Salário mínimo: ninguém leva para casa 505 euros

A medida foi acordada no âmbito das negociações com os parceiros sociais, que elevaram o salário mínimo nacional para os 505 euros e destina-se a entidades que empreguem trabalhadores «que auferiram a retribuição mínima mensal garantida entre janeiro e agosto de 2014».

A redução da taxa contributiva, de acordo com o diploma, nota a Lusa, «reporta-se às contribuições referentes às remunerações devidas nos meses de novembro de 2014 e janeiro de 2016, nas quais se incluem os valores devidos a título de subsídios de férias e de Natal».

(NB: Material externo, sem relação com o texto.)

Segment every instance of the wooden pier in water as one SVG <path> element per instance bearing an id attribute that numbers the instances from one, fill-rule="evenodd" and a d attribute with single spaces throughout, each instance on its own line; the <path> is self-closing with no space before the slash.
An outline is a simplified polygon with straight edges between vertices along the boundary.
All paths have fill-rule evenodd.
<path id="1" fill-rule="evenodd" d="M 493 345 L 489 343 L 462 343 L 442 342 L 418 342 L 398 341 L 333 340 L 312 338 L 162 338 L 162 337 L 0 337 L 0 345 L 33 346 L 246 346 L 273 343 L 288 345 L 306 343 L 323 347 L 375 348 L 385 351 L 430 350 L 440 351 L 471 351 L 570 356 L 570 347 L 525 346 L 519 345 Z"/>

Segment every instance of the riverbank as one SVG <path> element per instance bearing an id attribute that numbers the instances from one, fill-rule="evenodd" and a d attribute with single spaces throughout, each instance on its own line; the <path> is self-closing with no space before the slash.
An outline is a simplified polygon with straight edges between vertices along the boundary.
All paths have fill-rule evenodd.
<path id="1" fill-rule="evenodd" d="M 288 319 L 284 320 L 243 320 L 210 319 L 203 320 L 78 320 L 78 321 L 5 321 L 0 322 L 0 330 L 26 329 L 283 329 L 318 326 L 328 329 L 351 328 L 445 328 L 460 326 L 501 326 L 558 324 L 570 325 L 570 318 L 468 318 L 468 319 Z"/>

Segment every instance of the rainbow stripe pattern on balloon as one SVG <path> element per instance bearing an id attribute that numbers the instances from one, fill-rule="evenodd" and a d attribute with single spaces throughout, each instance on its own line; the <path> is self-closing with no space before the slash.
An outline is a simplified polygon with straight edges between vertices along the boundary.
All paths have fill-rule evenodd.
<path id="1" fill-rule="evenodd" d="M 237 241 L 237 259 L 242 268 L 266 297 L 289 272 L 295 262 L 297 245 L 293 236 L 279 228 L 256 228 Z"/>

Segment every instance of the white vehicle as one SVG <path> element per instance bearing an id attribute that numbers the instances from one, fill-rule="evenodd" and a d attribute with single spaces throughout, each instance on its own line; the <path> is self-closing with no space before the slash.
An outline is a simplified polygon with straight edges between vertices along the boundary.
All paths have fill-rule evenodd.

A redução da taxa contributiva é concedida oficiosamente pelos serviços de segurança social quando se verifiquem as condições de atribuição, à exceção dos casos de trabalhadores com contratos de trabalho a tempo parcial, cuja redução ficará dependente da apresentação de um requerimento por parte da entidade empregadora.

O financiamento desta medida de apoio é assegurado pelo Estado «mediante transferência para o orçamento da segurança social», refere ainda o diploma.

O novo salário mínimo nacional, de 505 euros, que resultou de um acordo entre o governo, as confederações patronais e a UGT, entrou em vigor a 1 de outubro.